Commander Keen was (maybe) the first videogame i ever played. i can’t remember whether it was that or something on the Sega Master System. if it was the latter, it would have been the Sega Card version of Galaga or Rambo: First Blood Part II. either way, the one that made the biggest impression on me was Commander Keen and specifically the freeware first chapter of Commander Keen in Invasion of the Vorticons.
there was a lot about that game that appealed to tiny me. first was the conceptual association i made between Commander Keen and Spaceman Spiff (aka Calvin) from Calvin and Hobbes, which was my favorite comic growing up. i knew they weren’t part of the same official universe or whatever but i did feel like they were a ‘type’ i could identify with.
overall the game was too difficult for me and i could never actually beat any of the Vorticons that appeared at the end of levels, so at the time i always had to have my brother or dad take over for me once i got to the end. i never finished the freeware version, but i did see the ending once my brother beat it.

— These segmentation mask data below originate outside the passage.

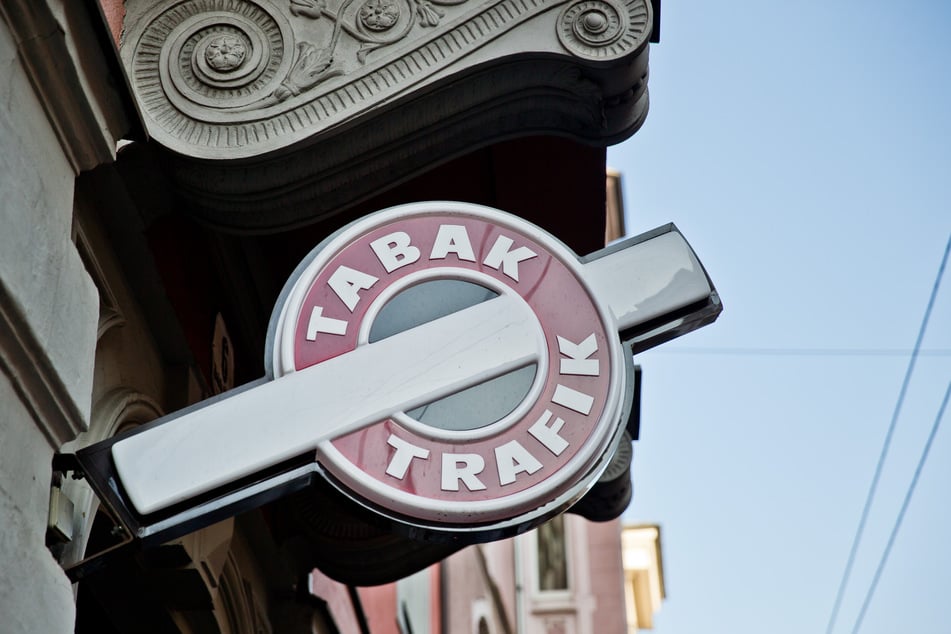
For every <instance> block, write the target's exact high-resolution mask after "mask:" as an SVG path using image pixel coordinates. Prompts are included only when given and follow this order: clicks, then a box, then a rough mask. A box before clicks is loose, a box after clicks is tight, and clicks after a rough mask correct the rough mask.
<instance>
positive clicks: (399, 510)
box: [267, 203, 630, 530]
mask: <svg viewBox="0 0 951 634" xmlns="http://www.w3.org/2000/svg"><path fill="white" fill-rule="evenodd" d="M488 302H494V303H493V304H488ZM475 305H487V306H490V307H497V308H490V310H494V309H497V310H500V311H507V312H508V313H510V315H509V317H510V319H511V320H517V321H519V322H525V323H528V324H531V328H530V329H529V330H528V332H531V333H533V334H532V335H531V336H532V338H533V342H530V344H531V345H532V346H534V354H532V355H530V357H531V358H530V359H528V360H527V361H526V362H525V363H524V364H523V365H522V366H521V367H518V368H516V369H514V370H513V369H505V370H500V371H499V372H498V373H497V375H493V376H489V377H480V378H479V381H478V382H477V383H476V384H475V385H473V387H470V388H468V389H466V390H462V391H460V392H458V393H455V394H450V395H441V396H440V397H438V398H435V399H434V400H433V401H431V402H429V403H426V404H424V405H422V406H421V407H418V408H416V409H412V410H410V411H407V412H392V414H391V415H390V416H388V417H385V418H384V419H382V420H379V421H376V422H375V423H372V424H370V425H368V426H366V427H363V428H362V429H358V430H357V431H353V432H350V433H347V434H345V435H343V436H340V437H337V438H334V439H332V440H328V441H325V442H323V443H321V445H320V446H319V447H318V452H317V453H318V461H319V462H320V463H321V465H322V466H323V468H324V469H325V471H326V473H327V475H328V477H329V478H330V479H331V481H332V482H334V484H335V485H337V486H338V487H339V488H341V489H342V490H343V491H344V492H345V493H347V494H348V495H350V496H351V497H353V498H355V499H356V500H357V501H358V502H360V503H362V504H364V505H367V506H369V507H371V508H373V509H375V510H377V511H378V512H382V513H383V514H385V515H387V516H388V517H390V518H393V519H397V520H399V521H401V522H404V523H409V524H412V525H415V526H424V527H428V528H437V529H442V530H486V528H487V527H489V528H491V529H493V530H494V529H497V528H499V527H502V526H506V525H512V524H515V523H518V524H521V523H523V522H526V521H531V520H538V519H544V518H547V517H548V516H550V515H551V514H554V513H556V512H559V511H561V510H564V508H565V507H566V506H567V505H569V504H571V503H573V502H574V501H575V500H576V499H577V498H578V497H580V496H581V495H582V494H583V493H584V492H585V491H586V490H587V489H588V488H589V487H590V485H591V484H593V483H594V482H595V481H596V480H597V478H598V476H599V475H600V473H601V472H602V471H603V469H604V468H605V466H606V465H607V463H608V462H609V459H610V456H611V455H612V453H613V451H614V449H615V448H616V446H617V443H618V439H619V437H620V434H621V431H622V428H623V425H622V424H621V420H622V419H624V417H625V416H626V415H627V411H626V410H627V407H628V405H629V403H628V402H629V399H628V398H625V395H626V393H627V386H628V385H629V383H630V381H629V380H628V378H629V377H628V373H629V366H630V361H629V356H630V355H625V354H624V353H623V351H622V346H621V344H620V340H619V338H618V334H617V328H616V326H615V325H614V321H613V318H612V317H611V315H610V311H608V310H607V309H606V308H605V306H603V305H602V304H601V303H600V302H599V301H598V299H597V298H596V297H594V296H593V295H592V293H591V291H590V288H589V287H588V285H587V284H586V283H585V280H584V275H583V265H582V264H581V263H580V262H579V260H578V258H577V256H576V255H575V254H574V253H572V252H571V251H570V250H569V249H568V248H567V247H565V246H564V245H563V244H561V243H560V242H559V241H558V240H556V239H555V238H553V237H552V236H550V235H549V234H547V233H546V232H544V231H543V230H541V229H539V228H538V227H536V226H534V225H532V224H530V223H528V222H525V221H524V220H521V219H520V218H517V217H515V216H511V215H509V214H506V213H503V212H500V211H497V210H494V209H489V208H486V207H481V206H476V205H469V204H463V203H418V204H412V205H405V206H401V207H395V208H392V209H388V210H385V211H382V212H378V213H376V214H373V215H371V216H367V217H365V218H363V219H361V220H359V221H357V222H355V223H353V224H351V225H349V226H348V227H346V228H344V229H342V230H341V231H339V232H338V233H336V234H335V235H333V236H331V237H330V238H328V239H327V240H326V241H324V242H323V243H322V244H321V245H320V246H318V247H317V248H316V249H314V251H312V252H311V254H310V255H309V256H308V257H307V258H306V259H305V260H304V262H302V263H301V265H300V266H299V267H298V269H297V271H295V273H294V274H293V275H292V276H291V278H290V280H289V281H288V284H287V286H286V287H285V290H284V293H283V294H282V298H281V300H279V301H278V304H277V308H276V309H275V314H274V317H273V318H272V323H271V327H270V331H269V339H268V352H267V355H268V360H267V363H268V373H269V375H271V377H272V378H276V377H279V376H282V375H284V374H287V373H290V372H295V371H297V370H302V369H304V368H307V367H309V366H312V365H315V364H319V363H322V362H324V361H327V360H329V359H332V358H334V357H337V356H340V355H342V354H345V353H347V352H350V351H352V350H354V349H356V348H357V347H359V346H364V345H373V343H374V342H375V341H378V340H382V339H385V338H386V337H390V336H397V335H398V334H399V333H400V332H402V331H404V330H407V329H411V328H415V327H417V326H421V325H422V324H430V323H431V324H432V325H431V326H427V327H438V321H439V319H440V318H441V317H443V316H445V315H448V314H451V313H460V314H462V315H464V314H465V313H463V311H467V310H470V311H472V310H473V309H472V307H473V306H475ZM483 308H484V306H483ZM473 314H475V313H474V312H473ZM482 314H484V313H482ZM471 353H472V354H479V351H478V350H473V351H471Z"/></svg>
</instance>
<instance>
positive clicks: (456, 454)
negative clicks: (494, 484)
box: [442, 453, 485, 491]
mask: <svg viewBox="0 0 951 634" xmlns="http://www.w3.org/2000/svg"><path fill="white" fill-rule="evenodd" d="M483 469H485V459H483V458H482V456H480V455H479V454H477V453H444V454H443V455H442V490H443V491H458V490H459V481H460V480H462V482H463V484H465V485H466V488H467V489H469V490H470V491H482V490H484V489H485V485H484V484H482V481H481V480H479V478H477V477H476V475H477V474H479V473H482V470H483Z"/></svg>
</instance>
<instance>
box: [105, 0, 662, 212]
mask: <svg viewBox="0 0 951 634" xmlns="http://www.w3.org/2000/svg"><path fill="white" fill-rule="evenodd" d="M127 11H128V13H127V22H126V38H125V41H124V43H123V46H122V55H123V60H124V62H125V64H126V66H127V68H128V71H129V75H130V77H131V81H132V85H133V89H134V92H135V95H136V98H137V100H138V102H139V104H140V108H141V110H142V111H143V113H144V115H145V118H146V121H147V126H148V132H149V134H150V136H151V137H152V138H153V139H154V140H155V141H157V142H158V143H160V144H161V145H162V146H164V147H165V148H166V149H167V150H169V151H170V152H171V153H172V155H173V156H172V160H171V171H172V174H173V177H174V180H175V181H176V182H177V183H178V185H179V186H180V188H181V191H182V192H183V193H184V194H185V195H186V196H187V197H188V198H189V199H190V200H191V201H192V203H193V205H194V206H195V208H196V211H197V213H199V214H200V215H201V216H202V217H203V218H204V220H206V221H208V222H211V223H213V224H217V225H220V226H224V227H229V228H232V229H237V230H245V231H268V230H279V229H281V228H284V227H288V226H293V225H295V224H301V223H305V222H309V221H312V220H315V219H317V218H319V217H321V216H323V215H325V214H327V213H330V212H331V211H333V210H335V209H339V208H340V207H341V206H343V205H347V204H351V203H353V202H356V201H359V200H360V199H361V198H364V197H366V196H368V195H369V194H370V193H372V192H375V191H379V189H380V188H381V187H384V186H387V185H389V184H392V183H394V182H397V181H399V180H401V179H405V178H407V177H409V176H411V175H412V174H413V173H415V172H417V171H419V170H421V169H424V168H426V167H428V166H430V165H433V164H434V163H436V162H438V161H440V160H445V159H446V158H449V157H451V156H453V155H455V154H459V153H461V152H464V151H466V150H468V149H472V148H474V147H478V146H482V145H486V144H488V143H490V142H493V141H496V140H500V139H503V138H506V137H510V136H515V135H526V134H560V135H567V136H571V137H574V138H576V139H579V140H582V141H586V142H591V143H596V144H602V145H603V144H608V143H612V142H616V141H618V140H621V139H623V138H626V137H627V136H629V135H630V134H632V133H633V132H634V131H635V130H636V129H637V127H638V126H639V125H640V124H641V122H642V121H643V118H644V116H645V115H646V111H647V97H646V77H647V41H648V37H649V35H650V29H651V23H652V13H651V5H650V3H649V2H648V0H489V1H487V2H486V1H483V2H479V0H164V1H160V2H151V1H149V2H147V1H145V0H129V1H128V3H127ZM302 205H303V207H305V208H306V209H301V208H300V207H301V206H302ZM291 207H298V209H296V210H295V209H291Z"/></svg>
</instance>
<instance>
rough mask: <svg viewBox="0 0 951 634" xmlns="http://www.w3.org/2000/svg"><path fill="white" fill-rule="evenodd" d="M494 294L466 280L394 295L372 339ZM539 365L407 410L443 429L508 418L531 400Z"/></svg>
mask: <svg viewBox="0 0 951 634" xmlns="http://www.w3.org/2000/svg"><path fill="white" fill-rule="evenodd" d="M498 295H499V294H498V293H496V292H495V291H493V290H491V289H489V288H486V287H484V286H481V285H479V284H475V283H473V282H469V281H463V280H430V281H427V282H423V283H421V284H417V285H415V286H411V287H409V288H407V289H405V290H403V291H401V292H400V293H398V294H397V295H395V296H394V297H393V298H392V299H391V300H390V301H388V302H387V303H386V305H385V306H383V308H382V309H381V310H380V312H379V314H378V315H377V316H376V318H375V319H374V320H373V325H372V326H371V328H370V335H369V341H370V343H373V342H374V341H379V340H381V339H385V338H386V337H390V336H392V335H395V334H397V333H400V332H403V331H404V330H409V329H410V328H414V327H416V326H419V325H422V324H425V323H427V322H430V321H433V320H435V319H439V318H440V317H445V316H446V315H450V314H452V313H454V312H457V311H460V310H463V309H465V308H469V307H471V306H475V305H476V304H480V303H482V302H485V301H488V300H490V299H493V298H495V297H498ZM537 370H538V368H537V365H536V364H531V365H528V366H526V367H524V368H519V369H517V370H513V371H511V372H508V373H506V374H503V375H502V376H499V377H496V378H494V379H490V380H488V381H485V382H483V383H480V384H478V385H475V386H473V387H470V388H468V389H466V390H462V391H461V392H457V393H455V394H453V395H451V396H447V397H445V398H441V399H439V400H437V401H433V402H432V403H428V404H426V405H423V406H422V407H418V408H416V409H414V410H411V411H408V412H406V415H407V416H409V417H410V418H412V419H414V420H416V421H418V422H420V423H423V424H425V425H428V426H430V427H434V428H436V429H440V430H443V431H469V430H473V429H479V428H482V427H486V426H488V425H491V424H493V423H495V422H497V421H499V420H501V419H502V418H504V417H506V416H508V415H509V414H510V413H512V411H514V410H515V408H516V407H518V406H519V404H521V403H522V401H524V400H525V397H526V396H528V393H529V391H530V390H531V389H532V384H533V383H534V382H535V374H536V372H537Z"/></svg>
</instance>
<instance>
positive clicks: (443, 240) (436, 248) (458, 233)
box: [429, 225, 475, 262]
mask: <svg viewBox="0 0 951 634" xmlns="http://www.w3.org/2000/svg"><path fill="white" fill-rule="evenodd" d="M450 253H455V254H456V257H458V258H459V259H460V260H466V261H467V262H475V253H473V252H472V243H471V242H469V232H468V231H466V228H465V226H463V225H439V233H437V234H436V240H435V241H434V242H433V250H432V252H431V253H430V254H429V259H430V260H442V259H444V258H445V257H446V256H447V255H449V254H450Z"/></svg>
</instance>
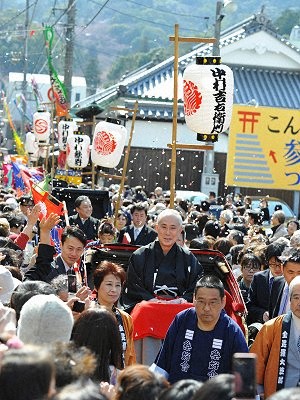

the sound design of Commander Keen always stuck out to me as a kid, as the sounds for the pogo stick, ray gun, and teddy bear/free life were so memorable. i also loved the Yorps, aliens that would sort of just bump into you and cry when you jumped on their heads. like Whispy Woods in Kirby’s Dream World, the Yorps forced me to confront my own bloodlust, as they look so tragic if you go past bopping their heads and just shoot them in the face.
it wasn’t until years later that i actually got to play the full game, along with Commander Keen in Goodbye Galaxy. before the days of DRM my friend and i would trade games and that was how i ended up with all three chapters of Invasion of the Vorticons and both chapters of Goodbye Galaxy (that’s also how i first played Rayman, one of my favorite games in terms ambience, music, and art design).
while i already loved Commander Keen, my mind was completely blown by the full game and sequels. in the final chapter of Invasion of Vorticons Keen travels to the Vorticon homeworld, where, in addition to seeing funny domestic scenes of Vorticons at home, there was an entire Vorticon alphabet you could decipher, which meant you could go back to the first chapter and read different signs and stuff.
the sequels impressed me more for the depth of the story and the variety of characters and art, though it was also a very big deal that you could hang from ledges, which felt extremely cutting edge the first time i played it. i also fondly remember the day i finally figured out the inch-worm puzzle that takes you to the secret level.